Tips to remember while investing in gold
Lovaii Navlakhi of International Money Matters recommends that upto 5-7 percent of the portfolio should be invested in gold and the best way to do this is through the ETF route.
In an interview to CNBC-TV18, Lovaii Navlakhi, International Money Matters shared his views on what should retail investors do with gold now after government hiked import duty on gold to 10 percent to arrest the declining value of rupee and contain the fiscal deficit to 3.7 percent of the GDP. Below is the verbatim transcript of his interview on CNBC-TV18
Q: The government is coming down heavily on curbing the appetite for gold, what does this mean for the retail investor, what should he do with his investments? Should he branch out to gold, should he branch out of gold?

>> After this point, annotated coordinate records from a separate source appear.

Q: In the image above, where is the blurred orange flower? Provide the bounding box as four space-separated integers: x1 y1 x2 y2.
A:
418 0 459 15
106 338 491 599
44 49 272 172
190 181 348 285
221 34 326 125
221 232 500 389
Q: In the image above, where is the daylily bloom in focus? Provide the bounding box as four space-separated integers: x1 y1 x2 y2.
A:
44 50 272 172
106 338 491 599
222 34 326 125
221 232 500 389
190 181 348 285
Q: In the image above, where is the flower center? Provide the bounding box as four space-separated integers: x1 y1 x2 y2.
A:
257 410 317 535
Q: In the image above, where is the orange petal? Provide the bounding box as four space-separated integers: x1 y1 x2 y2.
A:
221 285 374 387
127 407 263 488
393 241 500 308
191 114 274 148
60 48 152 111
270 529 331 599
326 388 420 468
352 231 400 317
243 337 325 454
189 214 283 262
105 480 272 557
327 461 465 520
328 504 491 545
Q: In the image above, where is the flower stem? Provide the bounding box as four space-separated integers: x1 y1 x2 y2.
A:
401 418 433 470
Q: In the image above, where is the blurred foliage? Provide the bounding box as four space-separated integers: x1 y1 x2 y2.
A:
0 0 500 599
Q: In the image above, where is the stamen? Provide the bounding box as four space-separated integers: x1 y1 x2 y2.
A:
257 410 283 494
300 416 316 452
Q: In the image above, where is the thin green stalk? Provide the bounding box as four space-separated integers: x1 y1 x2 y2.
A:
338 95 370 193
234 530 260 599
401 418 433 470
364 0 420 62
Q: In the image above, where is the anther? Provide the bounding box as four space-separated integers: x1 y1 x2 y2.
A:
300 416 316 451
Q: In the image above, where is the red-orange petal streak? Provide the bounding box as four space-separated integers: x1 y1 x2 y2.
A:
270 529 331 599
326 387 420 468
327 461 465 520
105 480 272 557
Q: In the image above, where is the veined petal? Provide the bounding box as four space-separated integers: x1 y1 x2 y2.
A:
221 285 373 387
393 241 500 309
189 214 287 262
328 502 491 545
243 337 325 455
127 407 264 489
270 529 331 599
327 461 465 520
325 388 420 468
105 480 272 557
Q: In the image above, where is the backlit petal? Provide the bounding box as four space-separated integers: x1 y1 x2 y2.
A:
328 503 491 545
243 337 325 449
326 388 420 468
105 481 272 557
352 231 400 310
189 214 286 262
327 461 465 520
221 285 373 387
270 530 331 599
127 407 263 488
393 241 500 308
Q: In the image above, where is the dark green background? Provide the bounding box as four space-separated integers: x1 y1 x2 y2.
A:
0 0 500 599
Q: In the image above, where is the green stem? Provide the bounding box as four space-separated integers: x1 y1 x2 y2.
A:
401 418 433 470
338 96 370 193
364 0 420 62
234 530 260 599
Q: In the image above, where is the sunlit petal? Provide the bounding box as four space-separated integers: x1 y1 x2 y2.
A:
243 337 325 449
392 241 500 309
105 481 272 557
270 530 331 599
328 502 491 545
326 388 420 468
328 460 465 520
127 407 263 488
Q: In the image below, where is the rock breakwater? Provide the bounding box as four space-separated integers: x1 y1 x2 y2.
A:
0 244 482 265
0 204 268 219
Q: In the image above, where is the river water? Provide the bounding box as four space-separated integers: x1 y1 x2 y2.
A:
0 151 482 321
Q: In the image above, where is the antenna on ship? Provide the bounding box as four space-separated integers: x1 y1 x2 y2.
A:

A: Gold needs to be a part of every investor’s portfolio. We normally recommend that up to 5-7 percent of the portfolio should be invested in gold. During uncertain times you can enhance that allocation to 10-15 percent. Therefore, the best way to invest in gold is going through an exchange traded fund (ETF) route.
You need a Demat account, you can buy the units of gold based on number of grams and their rate. But the real issue is when people look at the past performance of any investment, any asset class and decide to put in bulk money. So anyone who has invested prior to April or early April this year will be staring at losses at this point in time.
You should look at strict asset allocation and if you have invested 5 percent in gold, the value of gold has gone up 20 percent so your allocation to gold has increased marginally. You take out the profits every three-six months and that way you will ensure that you are within the asset allocation.
For people who have put a large chunk of their money in gold, at this point in time the thought should be how do I reduce it from 20-25 percent of my portfolio to 10 percent? They should have three-six months’ time window and in a staggered manner they will gradually reduce this allocation to gold so that they are within the asset allocation norms. Very much like an SIP, how you invest gradually, divestment also could be done gradually.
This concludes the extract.